Dykes stayed with the Tigers (6-6) and will play his final game Friday (7 p.m., ESPN) in the Hawaii Bowl against Hawaii (6-7). But his sense of commitment comes from watching his mother battle through breast cancer for five years.
Jessica Dykes died when Sean was 13. She never got to see him develop into a high school standout in Houston or become Memphis’ all-time leader in touchdowns and catches by a tight end.
Yet Dykes carries her memory into every game. Even though he twice thought about transferring, she stayed on his mind to stick through adversity and fight just like she did.
“That’s who I play for. She always told me never quit and that always stuck with me anytime I ever thought about it. That was the hardest time of my life,” Sean Dykes said.
Football runs in Dykes’ family from his father Billy playing at Oklahoma to his uncle Hart Lee being a consensus All-American at Oklahoma State. His dad often worked out with him to improve his pass catching and in junior high, he ran drills with his uncle.
His mother was one of his biggest fans, too. At a young age, Dykes didn’t fully understand the cancer’s impact but he learned in time as he remembered seeing her physical appearance change.
When she died, it gave his dad flashbacks of losing his mother at age 38. Father and son tried to comfort each other, and the father tried to teach his son how to keep going while processing grief.
“When he was down, I would tell him, ‘Hey I miss her too, but I still have to go to work.’ We still have bills to pay. We can’t just give up,” Billy Dykes said.
The journey to Memphis
It carried over in Sean Dykes' football journey. At Manvel High School with multiple Division I recruits, he had to fight for reps before becoming a standout receiver catching passes from future Miami quarterback D’Eriq King.
When he got to Memphis, he was told by then-tight ends coach Chip Long and former coach Mike Norvell they envisioned him more as an H-back who would block as much as receive. But when he struggled as a freshman, he told his father he wanted to transfer.
His dad wouldn’t hear it.
“I said, 'Hey man, don’t call me with it. They told you what you would play when you got there and they kept their word,' ” Billy Dykes said. “I told him sometimes it can be tough but it’s a matter of checking your heart to see what you got. To see if they can rely on you and if you’re accountable.”

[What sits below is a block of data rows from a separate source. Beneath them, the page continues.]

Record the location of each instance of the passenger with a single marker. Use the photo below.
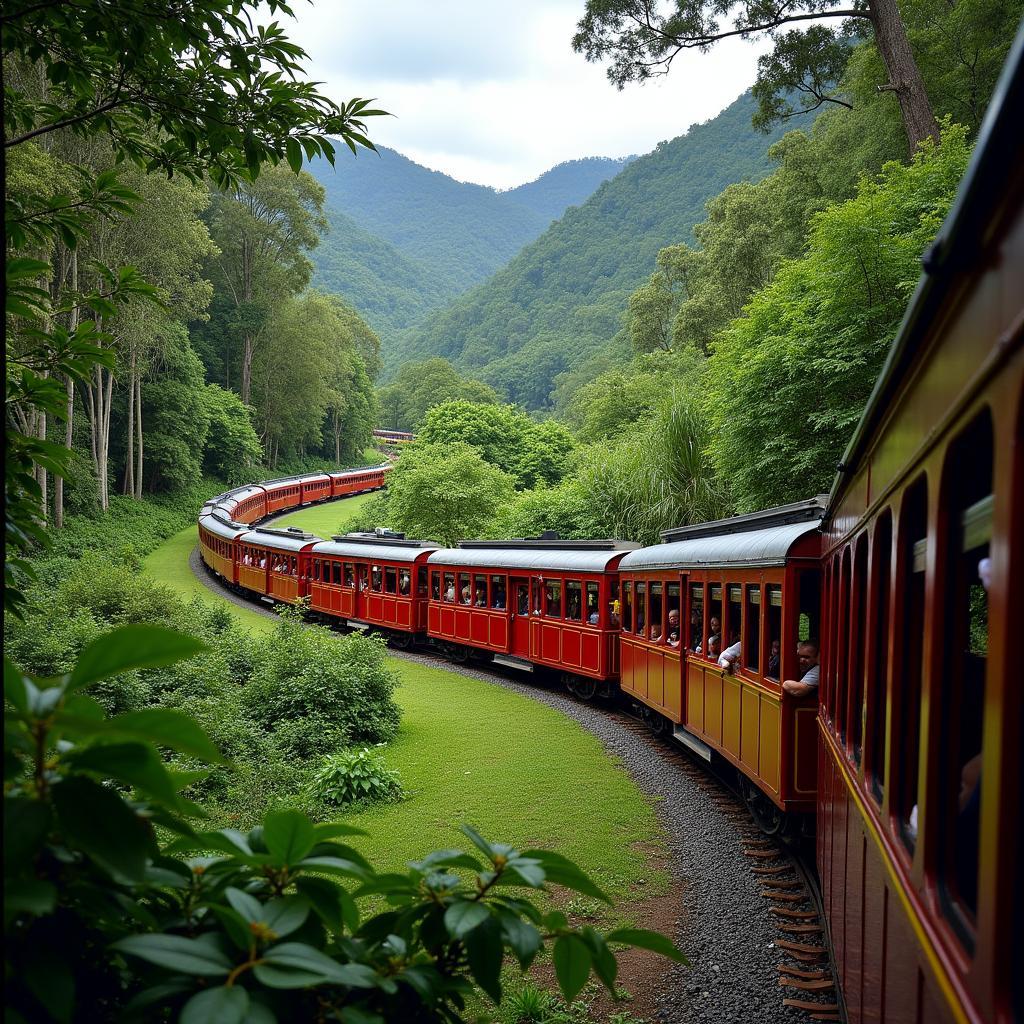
(807, 656)
(673, 638)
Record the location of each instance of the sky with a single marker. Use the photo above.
(493, 92)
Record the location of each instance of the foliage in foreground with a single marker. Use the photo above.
(116, 905)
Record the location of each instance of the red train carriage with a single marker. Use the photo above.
(373, 580)
(217, 544)
(920, 840)
(314, 487)
(531, 602)
(271, 562)
(752, 581)
(354, 481)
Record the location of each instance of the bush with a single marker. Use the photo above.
(356, 776)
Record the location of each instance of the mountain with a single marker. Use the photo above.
(558, 304)
(566, 184)
(404, 240)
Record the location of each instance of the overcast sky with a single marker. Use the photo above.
(493, 92)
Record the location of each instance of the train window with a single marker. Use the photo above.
(912, 532)
(713, 647)
(773, 633)
(672, 613)
(573, 600)
(553, 598)
(695, 639)
(752, 629)
(654, 615)
(878, 694)
(734, 615)
(858, 640)
(969, 485)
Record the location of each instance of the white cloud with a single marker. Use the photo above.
(494, 93)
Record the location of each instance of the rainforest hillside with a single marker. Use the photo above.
(558, 303)
(404, 240)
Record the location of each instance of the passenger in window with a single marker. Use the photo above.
(807, 656)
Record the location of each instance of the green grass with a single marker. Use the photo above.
(326, 519)
(471, 752)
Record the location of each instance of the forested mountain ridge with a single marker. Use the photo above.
(406, 240)
(559, 301)
(568, 183)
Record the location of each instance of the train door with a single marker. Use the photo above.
(520, 616)
(361, 590)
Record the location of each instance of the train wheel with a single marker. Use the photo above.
(766, 815)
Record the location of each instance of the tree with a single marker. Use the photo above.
(790, 378)
(445, 492)
(641, 41)
(263, 229)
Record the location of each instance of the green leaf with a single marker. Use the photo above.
(562, 871)
(332, 903)
(97, 821)
(131, 647)
(13, 687)
(137, 764)
(572, 961)
(463, 915)
(216, 1006)
(484, 952)
(644, 939)
(289, 836)
(167, 727)
(176, 953)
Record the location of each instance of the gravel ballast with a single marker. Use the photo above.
(726, 928)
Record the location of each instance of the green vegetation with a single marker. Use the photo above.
(85, 794)
(556, 306)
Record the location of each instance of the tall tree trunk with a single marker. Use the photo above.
(129, 486)
(138, 426)
(904, 76)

Long also told Sean Dykes that if he wanted to catch more passes, he had to block more. So Dykes began improving in that area. In 2017, he caught the game-winning touchdown at Houston to cap a 17-point comeback win and had three catches for 161 yards in the AAC Championship game.

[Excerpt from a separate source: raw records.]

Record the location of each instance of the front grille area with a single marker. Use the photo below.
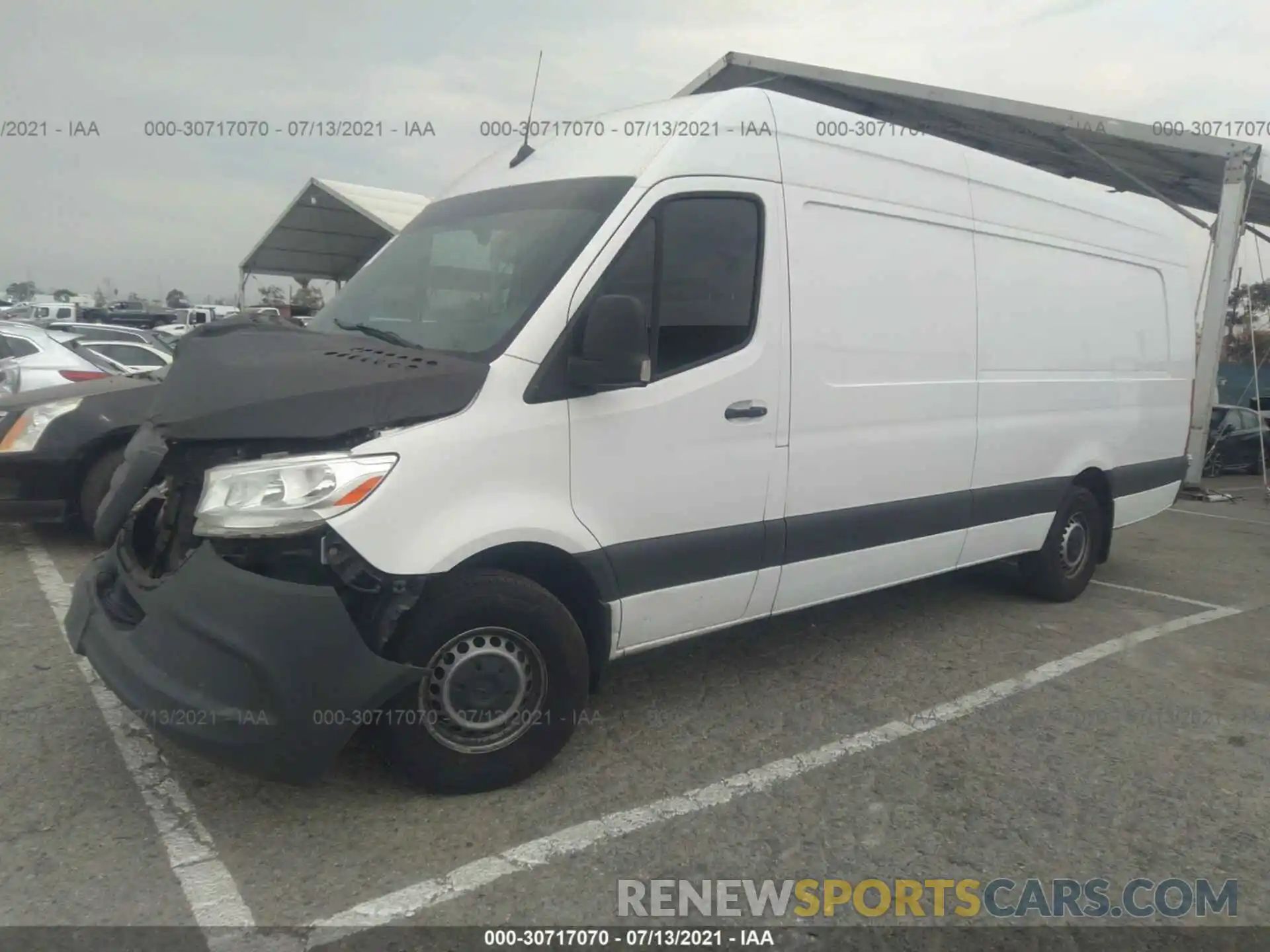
(161, 535)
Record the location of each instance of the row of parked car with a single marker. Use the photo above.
(71, 395)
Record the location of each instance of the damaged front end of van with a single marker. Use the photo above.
(226, 614)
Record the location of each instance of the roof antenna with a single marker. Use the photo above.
(526, 150)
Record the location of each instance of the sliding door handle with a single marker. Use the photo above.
(745, 411)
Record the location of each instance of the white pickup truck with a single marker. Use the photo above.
(190, 317)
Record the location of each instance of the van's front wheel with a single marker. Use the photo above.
(506, 683)
(1064, 568)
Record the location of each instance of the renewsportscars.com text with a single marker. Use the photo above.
(937, 898)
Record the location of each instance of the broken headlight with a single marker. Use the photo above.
(285, 495)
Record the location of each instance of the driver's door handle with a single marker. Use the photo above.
(745, 411)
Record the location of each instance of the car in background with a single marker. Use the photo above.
(108, 332)
(145, 320)
(11, 372)
(60, 446)
(186, 319)
(1238, 440)
(124, 357)
(55, 313)
(46, 360)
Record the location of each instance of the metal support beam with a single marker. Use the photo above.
(1138, 182)
(1241, 169)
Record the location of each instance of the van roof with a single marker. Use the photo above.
(629, 146)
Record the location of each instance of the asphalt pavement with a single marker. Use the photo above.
(1124, 735)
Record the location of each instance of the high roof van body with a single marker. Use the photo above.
(698, 364)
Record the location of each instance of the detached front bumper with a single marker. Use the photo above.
(265, 676)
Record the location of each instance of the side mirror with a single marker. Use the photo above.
(614, 346)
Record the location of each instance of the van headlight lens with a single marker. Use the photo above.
(286, 495)
(31, 426)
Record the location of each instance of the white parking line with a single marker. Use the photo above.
(1216, 516)
(210, 889)
(1151, 592)
(572, 841)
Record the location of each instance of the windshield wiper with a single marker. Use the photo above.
(386, 335)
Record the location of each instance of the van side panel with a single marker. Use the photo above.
(1078, 352)
(883, 385)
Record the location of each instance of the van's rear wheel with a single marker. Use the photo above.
(1064, 568)
(506, 682)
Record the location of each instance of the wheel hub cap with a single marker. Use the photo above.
(483, 690)
(1076, 546)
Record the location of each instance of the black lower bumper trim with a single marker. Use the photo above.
(265, 676)
(33, 509)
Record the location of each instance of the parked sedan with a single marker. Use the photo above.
(1238, 437)
(110, 332)
(121, 356)
(45, 360)
(60, 446)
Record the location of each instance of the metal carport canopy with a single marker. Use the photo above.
(331, 230)
(1184, 171)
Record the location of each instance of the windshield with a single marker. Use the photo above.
(472, 270)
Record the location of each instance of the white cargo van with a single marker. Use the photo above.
(629, 390)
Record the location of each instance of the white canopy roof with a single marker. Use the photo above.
(331, 230)
(1175, 165)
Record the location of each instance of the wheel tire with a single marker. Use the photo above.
(1054, 573)
(452, 607)
(95, 484)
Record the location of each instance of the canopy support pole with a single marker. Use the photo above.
(1241, 169)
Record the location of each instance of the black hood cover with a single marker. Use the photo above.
(244, 380)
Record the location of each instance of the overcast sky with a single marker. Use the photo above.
(154, 214)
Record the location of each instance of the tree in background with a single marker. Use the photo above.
(1236, 344)
(21, 291)
(308, 296)
(273, 296)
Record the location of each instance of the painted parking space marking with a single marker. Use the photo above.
(411, 900)
(206, 883)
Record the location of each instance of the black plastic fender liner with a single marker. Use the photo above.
(142, 460)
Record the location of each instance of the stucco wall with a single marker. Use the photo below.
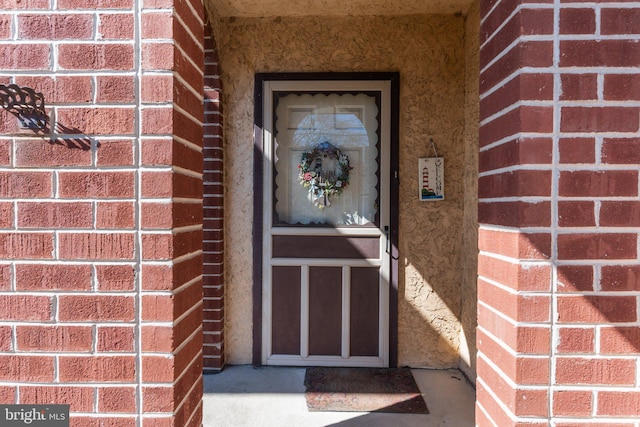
(429, 53)
(470, 231)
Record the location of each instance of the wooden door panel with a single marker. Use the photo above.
(364, 311)
(325, 311)
(285, 319)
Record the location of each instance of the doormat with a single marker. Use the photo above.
(363, 390)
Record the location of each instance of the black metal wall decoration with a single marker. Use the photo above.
(26, 104)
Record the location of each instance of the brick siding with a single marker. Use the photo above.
(101, 214)
(558, 322)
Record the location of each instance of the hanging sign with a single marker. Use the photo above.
(431, 177)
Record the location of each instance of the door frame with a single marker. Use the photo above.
(393, 79)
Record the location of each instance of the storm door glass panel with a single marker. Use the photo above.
(326, 159)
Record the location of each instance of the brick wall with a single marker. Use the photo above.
(559, 334)
(101, 214)
(213, 211)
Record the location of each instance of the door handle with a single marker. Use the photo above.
(386, 235)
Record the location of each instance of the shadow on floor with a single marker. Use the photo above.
(274, 397)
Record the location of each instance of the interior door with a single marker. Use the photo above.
(326, 269)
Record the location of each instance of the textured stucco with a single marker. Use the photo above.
(469, 292)
(429, 53)
(262, 8)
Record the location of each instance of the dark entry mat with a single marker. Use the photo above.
(363, 390)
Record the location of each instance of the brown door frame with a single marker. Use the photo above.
(258, 206)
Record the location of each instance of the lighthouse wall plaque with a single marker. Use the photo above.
(431, 178)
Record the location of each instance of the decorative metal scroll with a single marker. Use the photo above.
(26, 104)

He expected a bigger junior year but his numbers dropped in 2018. Things got worse the next season when he had to medically redshirt after four games.

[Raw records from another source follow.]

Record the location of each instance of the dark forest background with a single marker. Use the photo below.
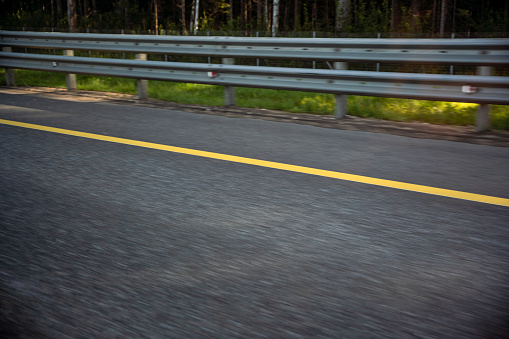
(426, 18)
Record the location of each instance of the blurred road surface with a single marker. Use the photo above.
(106, 240)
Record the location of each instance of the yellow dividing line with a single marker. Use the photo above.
(270, 164)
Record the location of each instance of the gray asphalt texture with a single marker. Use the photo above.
(103, 240)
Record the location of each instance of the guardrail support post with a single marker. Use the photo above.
(142, 84)
(229, 91)
(341, 100)
(483, 119)
(9, 72)
(70, 79)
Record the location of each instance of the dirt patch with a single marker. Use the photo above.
(409, 129)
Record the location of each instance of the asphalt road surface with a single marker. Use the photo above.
(102, 239)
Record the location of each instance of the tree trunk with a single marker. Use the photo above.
(183, 17)
(191, 19)
(242, 15)
(296, 16)
(86, 8)
(443, 18)
(342, 14)
(275, 17)
(416, 7)
(434, 18)
(395, 16)
(267, 19)
(156, 16)
(327, 14)
(314, 15)
(71, 15)
(196, 15)
(258, 13)
(52, 13)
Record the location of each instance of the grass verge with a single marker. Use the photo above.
(434, 112)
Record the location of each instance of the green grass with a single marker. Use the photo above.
(297, 102)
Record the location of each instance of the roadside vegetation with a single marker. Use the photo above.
(297, 102)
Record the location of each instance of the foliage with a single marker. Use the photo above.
(297, 102)
(412, 16)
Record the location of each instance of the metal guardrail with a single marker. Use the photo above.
(479, 52)
(482, 89)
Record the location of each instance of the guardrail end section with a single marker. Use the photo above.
(483, 119)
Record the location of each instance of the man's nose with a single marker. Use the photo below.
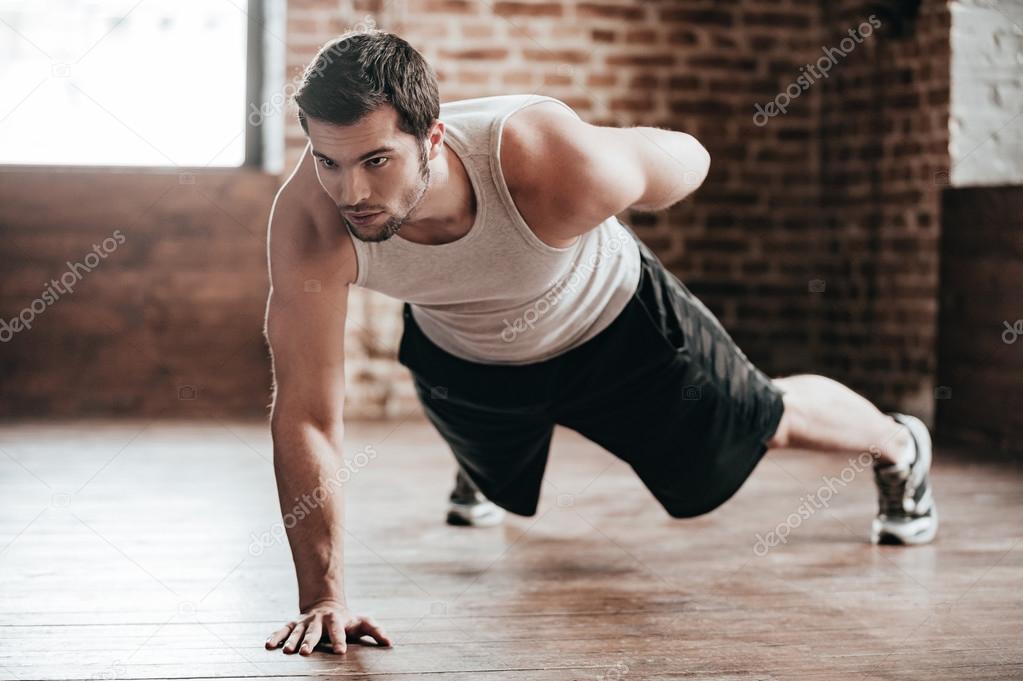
(353, 191)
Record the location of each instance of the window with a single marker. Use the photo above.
(128, 82)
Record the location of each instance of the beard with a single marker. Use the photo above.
(411, 198)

“It was a let-down and at that point, I was feeling like an underachiever just because I had more yards as a sophomore than I did as a junior,” Sean Dykes said.
After the Cotton Bowl, Dykes again considered transferring but met with new coach Ryan Silverfield who made a strong pitch for him to stay. He said they’d feature him more in the offense and get him the ball.
He also heard his mother’s voice in his head telling him not to quit.
“She would tell me I was running from competition or running from things that are in my way,” Sean Dykes said. “I just know that’s not what she wanted me to do.”
In his final two seasons, he has caught 95 passes for 1,238 yards and 14 touchdowns and was an All-AAC first-team selection this season. He was the Tigers’ second-leading receiver this year behind Calvin Austin III.
Dykes’ journey came full circle when the Tigers faced Tulane in the regular season finale. Long, who was Tulane’s offensive coordinator, told him postgame how proud he was of his growth and it was exactly what the coaches envisioned for him.
It was also a path his mother would be proud of. When things got tough at Memphis, he pushed on knowing he had been through tougher roads. He also thought about his favorite lesson from Norvell.
“How you respond to adversity is not about what happens when you get knocked down, it’s about what happens when you get back up,” Sean Dykes said. “That’s something he preached and something I took away from him as a tool for football and life.”
His dad is glad his son stuck it out. He knows it wasn’t easy but to watch him grow through it made it worthwhile knowing his mother would be as proud as he is.
“He loves Memphis so to watch his journey, to hear the love on senior day. To maintain and stay focused and believe in Silverfield. To continue to grow and stay put, it speaks volumes about his character and how he is. It’s been a cool journey,” said Billy Dykes.